There is something almost touching about the speed with which European leaders rediscover nationalism the moment their poll numbers begin to sag. One week they are lecturing voters about the dangers of emotional politics and the next they are standing before microphones, grim-faced, warning citizens about the moral contamination of crossing borders. Germany’s Chancellor, Friedrich Merz, has now entered this familiar phase of political improvisation with a flourish dramatic enough to deserve its own stage lighting.
“I would not advise my children today to go to the U.S.,” Merz told students this week, citing the supposedly dangerous “social climate” under President Donald Trump. America, in this telling, has become too polarized, too volatile, too ideologically combustible for civilized Europeans to comfortably inhabit. One could almost picture terrified German exchange students fleeing Manhattan coffee shops while constitutional crises erupt beside the pastry counter.
The remark was not merely clumsy. It was revealing. Europe’s political establishment has spent nearly a decade constructing Trump as a kind of roaming atmospheric condition, a democratic hurricane permanently threatening Western civilization. Every disagreement becomes existential. Every election becomes “the most important in modern history.” And every politician struggling at home eventually discovers that criticizing America is a convenient substitute for solving domestic problems.

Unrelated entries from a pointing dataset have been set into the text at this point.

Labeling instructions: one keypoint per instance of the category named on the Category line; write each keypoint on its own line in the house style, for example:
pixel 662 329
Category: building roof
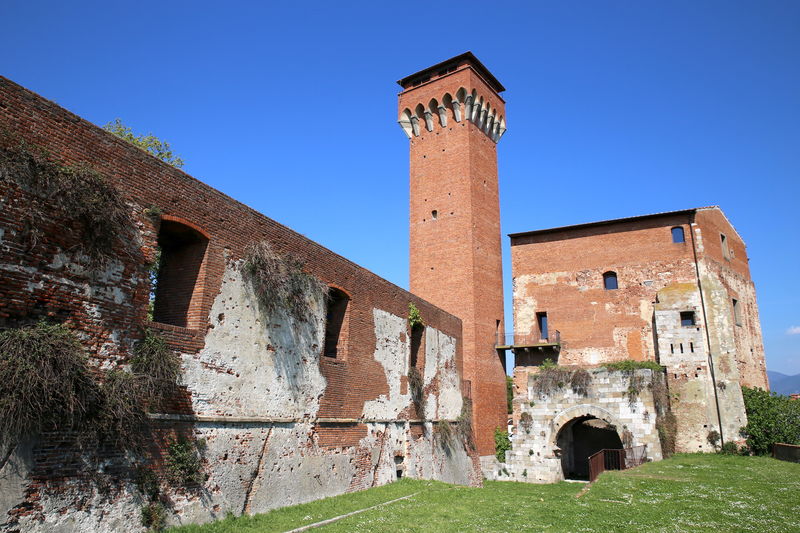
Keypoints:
pixel 465 58
pixel 609 222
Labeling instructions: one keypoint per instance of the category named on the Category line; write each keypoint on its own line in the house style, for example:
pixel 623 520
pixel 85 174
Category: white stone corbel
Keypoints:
pixel 428 120
pixel 457 110
pixel 415 126
pixel 442 115
pixel 468 108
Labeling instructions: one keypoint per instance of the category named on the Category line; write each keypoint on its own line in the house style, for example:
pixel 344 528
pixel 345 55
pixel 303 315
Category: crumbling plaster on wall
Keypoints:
pixel 256 363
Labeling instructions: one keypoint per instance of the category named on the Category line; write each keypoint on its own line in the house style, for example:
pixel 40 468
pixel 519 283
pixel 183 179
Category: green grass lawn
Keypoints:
pixel 699 492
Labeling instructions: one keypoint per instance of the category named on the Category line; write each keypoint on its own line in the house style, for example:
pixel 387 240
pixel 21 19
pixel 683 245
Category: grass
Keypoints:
pixel 684 493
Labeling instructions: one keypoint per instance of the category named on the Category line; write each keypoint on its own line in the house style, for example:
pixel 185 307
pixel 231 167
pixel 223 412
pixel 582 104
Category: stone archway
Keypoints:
pixel 582 431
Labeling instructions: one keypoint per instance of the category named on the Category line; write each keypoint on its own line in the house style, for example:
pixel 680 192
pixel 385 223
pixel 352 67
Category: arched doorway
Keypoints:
pixel 581 437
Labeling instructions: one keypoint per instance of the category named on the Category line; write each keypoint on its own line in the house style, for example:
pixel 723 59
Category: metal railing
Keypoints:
pixel 527 339
pixel 616 460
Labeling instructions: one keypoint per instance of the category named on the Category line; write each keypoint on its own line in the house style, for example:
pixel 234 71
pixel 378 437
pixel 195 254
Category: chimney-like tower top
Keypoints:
pixel 465 60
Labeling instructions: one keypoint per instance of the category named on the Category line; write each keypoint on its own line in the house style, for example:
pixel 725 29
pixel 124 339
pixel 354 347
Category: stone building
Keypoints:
pixel 289 406
pixel 672 288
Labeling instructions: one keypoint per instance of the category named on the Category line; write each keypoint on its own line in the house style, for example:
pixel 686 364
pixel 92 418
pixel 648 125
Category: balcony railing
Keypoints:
pixel 511 340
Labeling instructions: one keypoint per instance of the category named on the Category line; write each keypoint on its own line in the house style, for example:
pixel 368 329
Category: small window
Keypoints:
pixel 336 324
pixel 610 280
pixel 541 320
pixel 687 318
pixel 726 253
pixel 737 312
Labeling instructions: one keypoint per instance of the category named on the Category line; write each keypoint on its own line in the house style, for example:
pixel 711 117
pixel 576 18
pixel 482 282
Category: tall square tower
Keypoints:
pixel 454 116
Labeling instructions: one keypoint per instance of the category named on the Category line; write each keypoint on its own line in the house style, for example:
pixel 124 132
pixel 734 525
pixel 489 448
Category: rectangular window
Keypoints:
pixel 725 251
pixel 737 312
pixel 687 318
pixel 541 319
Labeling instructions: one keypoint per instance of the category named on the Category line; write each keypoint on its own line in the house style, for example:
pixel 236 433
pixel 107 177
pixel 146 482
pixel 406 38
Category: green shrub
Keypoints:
pixel 154 516
pixel 630 365
pixel 45 382
pixel 183 463
pixel 280 282
pixel 501 444
pixel 414 317
pixel 771 418
pixel 79 196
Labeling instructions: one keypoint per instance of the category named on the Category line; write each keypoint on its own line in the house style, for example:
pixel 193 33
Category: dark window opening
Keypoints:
pixel 541 320
pixel 177 295
pixel 335 323
pixel 610 280
pixel 724 241
pixel 687 318
pixel 737 312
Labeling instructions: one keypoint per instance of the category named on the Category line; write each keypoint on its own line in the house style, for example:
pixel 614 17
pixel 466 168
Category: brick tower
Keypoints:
pixel 454 116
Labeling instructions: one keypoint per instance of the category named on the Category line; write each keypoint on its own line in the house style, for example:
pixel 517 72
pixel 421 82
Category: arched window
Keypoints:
pixel 336 324
pixel 177 291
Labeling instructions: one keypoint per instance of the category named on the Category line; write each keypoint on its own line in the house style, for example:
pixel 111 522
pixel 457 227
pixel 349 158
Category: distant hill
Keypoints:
pixel 783 384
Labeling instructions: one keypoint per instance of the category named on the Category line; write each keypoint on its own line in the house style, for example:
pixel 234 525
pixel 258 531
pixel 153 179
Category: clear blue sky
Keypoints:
pixel 614 109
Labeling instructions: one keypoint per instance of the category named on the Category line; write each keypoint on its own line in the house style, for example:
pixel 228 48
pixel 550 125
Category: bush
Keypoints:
pixel 771 418
pixel 45 382
pixel 154 516
pixel 183 463
pixel 501 444
pixel 80 196
pixel 280 282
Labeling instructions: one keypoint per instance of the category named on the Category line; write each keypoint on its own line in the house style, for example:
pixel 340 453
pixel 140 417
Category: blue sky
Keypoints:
pixel 614 109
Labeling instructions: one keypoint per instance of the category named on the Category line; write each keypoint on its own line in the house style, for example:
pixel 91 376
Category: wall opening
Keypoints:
pixel 737 312
pixel 678 235
pixel 581 437
pixel 610 280
pixel 177 298
pixel 687 318
pixel 541 320
pixel 336 324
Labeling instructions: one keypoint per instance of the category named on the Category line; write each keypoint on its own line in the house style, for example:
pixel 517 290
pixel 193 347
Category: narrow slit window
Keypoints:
pixel 737 312
pixel 687 318
pixel 726 253
pixel 610 280
pixel 177 295
pixel 336 324
pixel 541 319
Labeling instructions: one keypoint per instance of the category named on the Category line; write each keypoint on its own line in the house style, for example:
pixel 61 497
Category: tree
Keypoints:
pixel 149 143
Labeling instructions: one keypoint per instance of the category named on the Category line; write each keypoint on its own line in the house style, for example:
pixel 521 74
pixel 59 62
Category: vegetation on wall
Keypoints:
pixel 501 444
pixel 149 143
pixel 79 196
pixel 552 377
pixel 771 418
pixel 414 317
pixel 280 282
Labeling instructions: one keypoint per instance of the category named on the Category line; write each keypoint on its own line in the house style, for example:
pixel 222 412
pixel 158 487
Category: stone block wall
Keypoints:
pixel 536 457
pixel 282 423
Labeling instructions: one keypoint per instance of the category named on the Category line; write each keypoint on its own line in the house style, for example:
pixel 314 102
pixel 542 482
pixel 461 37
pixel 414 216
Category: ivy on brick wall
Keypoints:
pixel 79 197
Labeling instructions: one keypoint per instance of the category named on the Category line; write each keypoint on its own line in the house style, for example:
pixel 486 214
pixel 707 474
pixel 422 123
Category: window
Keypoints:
pixel 610 280
pixel 177 297
pixel 737 312
pixel 335 323
pixel 541 320
pixel 725 251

Merz appears to have noticed what Canada’s Prime Minister, Mark Carney, already understands instinctively: anti-Trump rhetoric still performs remarkably well among elite audiences. There is a reliable applause line available in almost every university hall, newsroom, and transatlantic conference room. Mention Trump with sufficient alarm and one immediately acquires the aura of democratic heroism without the inconvenience of actual political courage.
But imitation is difficult when the original performance is already beginning to wear thin. The irony is impossible to ignore. Germany itself is hardly radiating social stability. The country is wrestling with economic stagnation, rising political fragmentation, energy anxieties, immigration tensions, and a widening disconnect between governing elites and ordinary voters. Across Europe, governments increasingly confront electorates that no longer trust institutions speaking in the language of moral superiority. Yet instead of addressing those fractures directly, leaders often externalize the anxiety. America becomes the symbolic villain onto which broader Western unease can be projected.
It is a curious form of dependency: Europe simultaneously condemns and obsesses over the United States. Trump, especially, functions less as a foreign leader than as a psychological weather system for Europe’s governing class. He is discussed with the intensity once reserved for invading armies or theological schisms. Entire political identities are now built around opposition to a single American politician.
Meanwhile, millions of Europeans continue visiting, studying, working, investing, and vacationing in the United States without incident. American universities remain magnets for global talent. American companies still dominate sectors Europeans struggle to compete in. New York, Boston, Austin, and San Francisco have not descended into dystopian collapse despite the feverish rhetoric of international commentators.
What makes Merz’s comments particularly unfortunate is the underlying paternalism. Young Germans do not require political guardians warning them away from democratic societies because elections produced undesirable outcomes. The implication that America is somehow culturally unsafe because its politics are contentious, reveals a remarkably fragile understanding of democracy itself. Democracies are noisy. They are argumentative. They are occasionally vulgar. That is not evidence of collapse. Often it is evidence they are still alive.
There is also something strategically foolish in Europe’s increasingly fashionable habit of publicly sneering at its most important ally. Alliances survive on interests, certainly, but also on cultural goodwill. Leaders who casually encourage distrust toward America may discover later that contempt, once normalized, rarely remains selective.
Merz likely intended his comments as moral seriousness. Instead they sounded like continental performance art: elite anxiety disguised as parental concern, delivered at precisely the moment his own political standing appears increasingly uncertain. Europe’s voters have seen this play before. The scenery changes. The villain remains Trump. And the applause grows slightly weaker every season.